By the third week, the dream is morepersistent, you attribute it to Iron deficiency, but you deliberately planned the things you eat to account for that, so you rule it out. You are down to two hundred sixty three pounds from the two-seventy-five you'd been holding at since spring. A net loss of fifty-five pounds since your peak weight around New Year's Eve

By the time Teri tells you about winning a trip to Vegas from some drawing she entered on a whim, the fourth week of your vegan experiment, you are freaking out, though you don't quite know why, you have not had any conscious thought about falling off the wagon and sinking your teeth into any flesh other than in your strange dreams, but finally, after a rough, balls-to-the-wall session of cranking out product to meet a tight deadline made tighter by a series of major production-line and day-shift-test clusterfucks, wehn the lunch buzzer sounds, you head straight for the grocery store down Seventh street to Baseline and head for the Deli before it closes, thankful that they are open later than most store delis would be.
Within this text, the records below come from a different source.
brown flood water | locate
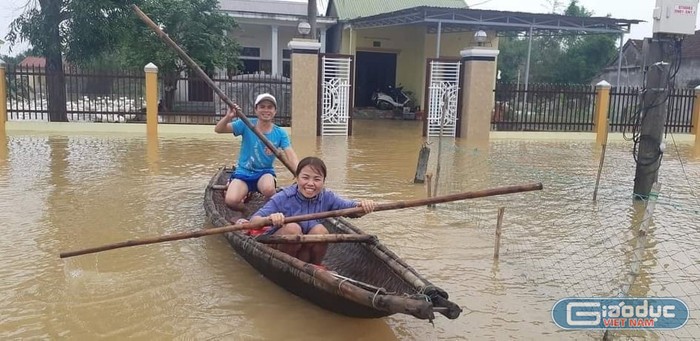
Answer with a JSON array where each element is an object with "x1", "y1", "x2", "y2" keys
[{"x1": 0, "y1": 121, "x2": 700, "y2": 340}]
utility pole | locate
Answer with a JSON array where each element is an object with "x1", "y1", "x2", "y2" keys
[
  {"x1": 634, "y1": 33, "x2": 668, "y2": 198},
  {"x1": 307, "y1": 0, "x2": 318, "y2": 40}
]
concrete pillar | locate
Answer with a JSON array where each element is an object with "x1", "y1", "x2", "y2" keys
[
  {"x1": 143, "y1": 63, "x2": 158, "y2": 135},
  {"x1": 271, "y1": 25, "x2": 280, "y2": 75},
  {"x1": 287, "y1": 38, "x2": 321, "y2": 138},
  {"x1": 593, "y1": 81, "x2": 610, "y2": 146},
  {"x1": 321, "y1": 27, "x2": 326, "y2": 53},
  {"x1": 457, "y1": 47, "x2": 498, "y2": 145},
  {"x1": 0, "y1": 59, "x2": 7, "y2": 134},
  {"x1": 690, "y1": 85, "x2": 700, "y2": 135}
]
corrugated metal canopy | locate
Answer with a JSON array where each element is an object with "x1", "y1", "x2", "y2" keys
[
  {"x1": 345, "y1": 6, "x2": 643, "y2": 34},
  {"x1": 332, "y1": 0, "x2": 467, "y2": 20}
]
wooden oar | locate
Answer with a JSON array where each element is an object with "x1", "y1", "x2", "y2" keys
[
  {"x1": 131, "y1": 5, "x2": 296, "y2": 175},
  {"x1": 60, "y1": 183, "x2": 542, "y2": 258},
  {"x1": 255, "y1": 233, "x2": 377, "y2": 244}
]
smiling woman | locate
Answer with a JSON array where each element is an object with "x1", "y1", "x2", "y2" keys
[{"x1": 242, "y1": 157, "x2": 375, "y2": 266}]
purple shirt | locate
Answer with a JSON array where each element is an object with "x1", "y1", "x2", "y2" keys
[{"x1": 252, "y1": 184, "x2": 358, "y2": 234}]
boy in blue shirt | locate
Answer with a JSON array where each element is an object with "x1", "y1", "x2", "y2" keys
[{"x1": 214, "y1": 93, "x2": 299, "y2": 211}]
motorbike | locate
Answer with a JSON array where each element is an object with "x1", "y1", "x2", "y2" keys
[{"x1": 372, "y1": 85, "x2": 411, "y2": 110}]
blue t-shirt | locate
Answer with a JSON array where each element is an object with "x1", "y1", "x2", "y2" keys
[
  {"x1": 252, "y1": 184, "x2": 357, "y2": 234},
  {"x1": 231, "y1": 118, "x2": 291, "y2": 178}
]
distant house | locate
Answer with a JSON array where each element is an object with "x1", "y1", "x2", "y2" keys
[{"x1": 591, "y1": 30, "x2": 700, "y2": 88}]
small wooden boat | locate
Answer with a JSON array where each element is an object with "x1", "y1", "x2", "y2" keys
[{"x1": 204, "y1": 167, "x2": 462, "y2": 321}]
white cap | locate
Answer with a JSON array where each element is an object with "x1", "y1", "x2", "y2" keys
[{"x1": 255, "y1": 92, "x2": 277, "y2": 108}]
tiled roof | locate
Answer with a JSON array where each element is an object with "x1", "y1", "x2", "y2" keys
[
  {"x1": 328, "y1": 0, "x2": 467, "y2": 20},
  {"x1": 681, "y1": 30, "x2": 700, "y2": 59},
  {"x1": 219, "y1": 0, "x2": 308, "y2": 16}
]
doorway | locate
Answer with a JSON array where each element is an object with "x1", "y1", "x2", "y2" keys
[{"x1": 354, "y1": 51, "x2": 396, "y2": 107}]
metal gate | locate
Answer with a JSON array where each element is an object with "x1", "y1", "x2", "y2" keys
[
  {"x1": 319, "y1": 54, "x2": 353, "y2": 136},
  {"x1": 426, "y1": 59, "x2": 462, "y2": 136}
]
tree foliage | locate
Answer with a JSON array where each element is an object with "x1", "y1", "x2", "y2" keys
[
  {"x1": 6, "y1": 0, "x2": 239, "y2": 120},
  {"x1": 498, "y1": 0, "x2": 617, "y2": 83}
]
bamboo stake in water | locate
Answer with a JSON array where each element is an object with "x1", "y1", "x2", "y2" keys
[
  {"x1": 493, "y1": 207, "x2": 505, "y2": 260},
  {"x1": 425, "y1": 173, "x2": 435, "y2": 208},
  {"x1": 603, "y1": 182, "x2": 661, "y2": 340},
  {"x1": 431, "y1": 92, "x2": 448, "y2": 207}
]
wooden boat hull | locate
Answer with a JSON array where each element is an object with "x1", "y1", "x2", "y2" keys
[{"x1": 204, "y1": 168, "x2": 461, "y2": 320}]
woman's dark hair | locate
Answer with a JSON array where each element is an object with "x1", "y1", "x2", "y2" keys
[{"x1": 296, "y1": 156, "x2": 326, "y2": 178}]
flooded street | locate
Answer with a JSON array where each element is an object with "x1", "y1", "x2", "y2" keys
[{"x1": 0, "y1": 120, "x2": 700, "y2": 340}]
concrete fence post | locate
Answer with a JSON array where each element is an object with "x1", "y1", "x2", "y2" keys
[
  {"x1": 0, "y1": 59, "x2": 7, "y2": 132},
  {"x1": 593, "y1": 81, "x2": 610, "y2": 146},
  {"x1": 690, "y1": 85, "x2": 700, "y2": 135},
  {"x1": 143, "y1": 63, "x2": 158, "y2": 135}
]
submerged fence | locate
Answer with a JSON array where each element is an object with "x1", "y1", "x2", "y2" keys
[
  {"x1": 6, "y1": 65, "x2": 145, "y2": 122},
  {"x1": 6, "y1": 65, "x2": 291, "y2": 126},
  {"x1": 6, "y1": 65, "x2": 700, "y2": 133},
  {"x1": 491, "y1": 83, "x2": 695, "y2": 133}
]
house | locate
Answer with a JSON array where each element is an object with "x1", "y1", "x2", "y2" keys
[
  {"x1": 326, "y1": 0, "x2": 468, "y2": 107},
  {"x1": 591, "y1": 30, "x2": 700, "y2": 88},
  {"x1": 219, "y1": 0, "x2": 336, "y2": 77}
]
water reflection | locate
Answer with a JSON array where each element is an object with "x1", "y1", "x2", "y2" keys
[{"x1": 0, "y1": 121, "x2": 700, "y2": 340}]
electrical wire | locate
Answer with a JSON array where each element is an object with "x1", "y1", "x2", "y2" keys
[{"x1": 622, "y1": 38, "x2": 682, "y2": 171}]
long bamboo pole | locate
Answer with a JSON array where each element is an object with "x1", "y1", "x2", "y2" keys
[
  {"x1": 255, "y1": 233, "x2": 376, "y2": 244},
  {"x1": 60, "y1": 183, "x2": 542, "y2": 258},
  {"x1": 131, "y1": 5, "x2": 295, "y2": 174}
]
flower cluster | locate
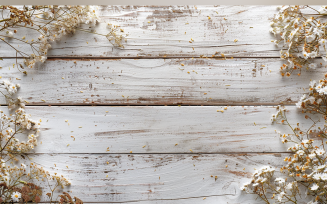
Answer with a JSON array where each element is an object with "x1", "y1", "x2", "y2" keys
[
  {"x1": 270, "y1": 6, "x2": 327, "y2": 76},
  {"x1": 0, "y1": 5, "x2": 127, "y2": 71},
  {"x1": 296, "y1": 74, "x2": 327, "y2": 116},
  {"x1": 241, "y1": 74, "x2": 327, "y2": 204}
]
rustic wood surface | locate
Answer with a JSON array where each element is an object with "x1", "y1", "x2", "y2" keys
[
  {"x1": 0, "y1": 58, "x2": 326, "y2": 105},
  {"x1": 0, "y1": 6, "x2": 326, "y2": 204}
]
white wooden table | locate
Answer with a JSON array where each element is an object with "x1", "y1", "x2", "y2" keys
[{"x1": 0, "y1": 6, "x2": 325, "y2": 204}]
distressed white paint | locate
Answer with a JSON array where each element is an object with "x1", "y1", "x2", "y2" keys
[
  {"x1": 0, "y1": 6, "x2": 325, "y2": 204},
  {"x1": 23, "y1": 153, "x2": 288, "y2": 204},
  {"x1": 4, "y1": 106, "x2": 322, "y2": 154},
  {"x1": 0, "y1": 5, "x2": 326, "y2": 58},
  {"x1": 0, "y1": 58, "x2": 326, "y2": 105}
]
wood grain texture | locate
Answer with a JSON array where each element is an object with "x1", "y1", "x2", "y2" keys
[
  {"x1": 4, "y1": 106, "x2": 324, "y2": 154},
  {"x1": 0, "y1": 58, "x2": 326, "y2": 105},
  {"x1": 0, "y1": 5, "x2": 326, "y2": 58},
  {"x1": 23, "y1": 153, "x2": 288, "y2": 204}
]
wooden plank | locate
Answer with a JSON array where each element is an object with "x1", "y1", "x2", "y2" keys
[
  {"x1": 21, "y1": 153, "x2": 289, "y2": 204},
  {"x1": 0, "y1": 58, "x2": 325, "y2": 105},
  {"x1": 7, "y1": 106, "x2": 324, "y2": 154},
  {"x1": 0, "y1": 5, "x2": 319, "y2": 58}
]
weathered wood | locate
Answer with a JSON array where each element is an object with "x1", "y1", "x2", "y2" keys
[
  {"x1": 3, "y1": 106, "x2": 324, "y2": 154},
  {"x1": 0, "y1": 5, "x2": 326, "y2": 58},
  {"x1": 0, "y1": 58, "x2": 326, "y2": 105},
  {"x1": 21, "y1": 153, "x2": 288, "y2": 204}
]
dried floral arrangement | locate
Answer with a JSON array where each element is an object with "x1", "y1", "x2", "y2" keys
[
  {"x1": 241, "y1": 6, "x2": 327, "y2": 204},
  {"x1": 270, "y1": 6, "x2": 327, "y2": 76},
  {"x1": 0, "y1": 5, "x2": 127, "y2": 204}
]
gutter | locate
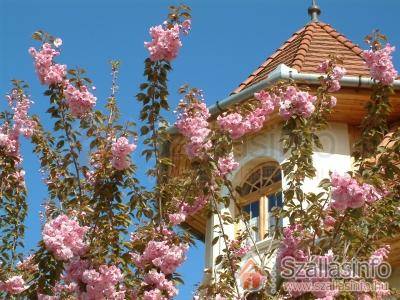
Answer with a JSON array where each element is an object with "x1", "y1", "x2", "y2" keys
[{"x1": 167, "y1": 64, "x2": 400, "y2": 134}]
Whipping out your debit card, you ask the guy who is just getting ready to close down the deli section to slice you two pounds of his best Italian roast beef at six-fifty a pound. He looks up at you and complies immediately, seeming almost afraid on the sight of you, unshaven for the last week or so and sporting a rather wolf-like layer of fuzz on your face and hops to it, working the slicer so fast you are almost afraid you might get his fingers mixed in with your cold-cuts

When you get it back to the plant, you rip the bag open and without such encumberances as bread or cheese, you proceed to scarf it down, scaring your co-workers with your ravenous ingestion of the blood-rare meat. You half expect to be sick from the sudden re-introduction of flesh to your digestive tract, but other than a mild cramp and a little gas, you escape the more cruel outcomes that Teri's friend Gina warned you about if you switch back suddenly from going vegan

After that, the funky dreams leave you alone and you resume dreaming of biting Dina in only the most harmless and playful ways, chagrined by the fact that she took this assignment shiortly after returning from her honeymoon.

Such is life, Alex... Besides, other than fantasy, what chance do you or any of these other factory grunts really think you'd have with that one, eh? She's not one of your Scottsdale acquaintances with a penchant for rough trade, don't delude yourself, man.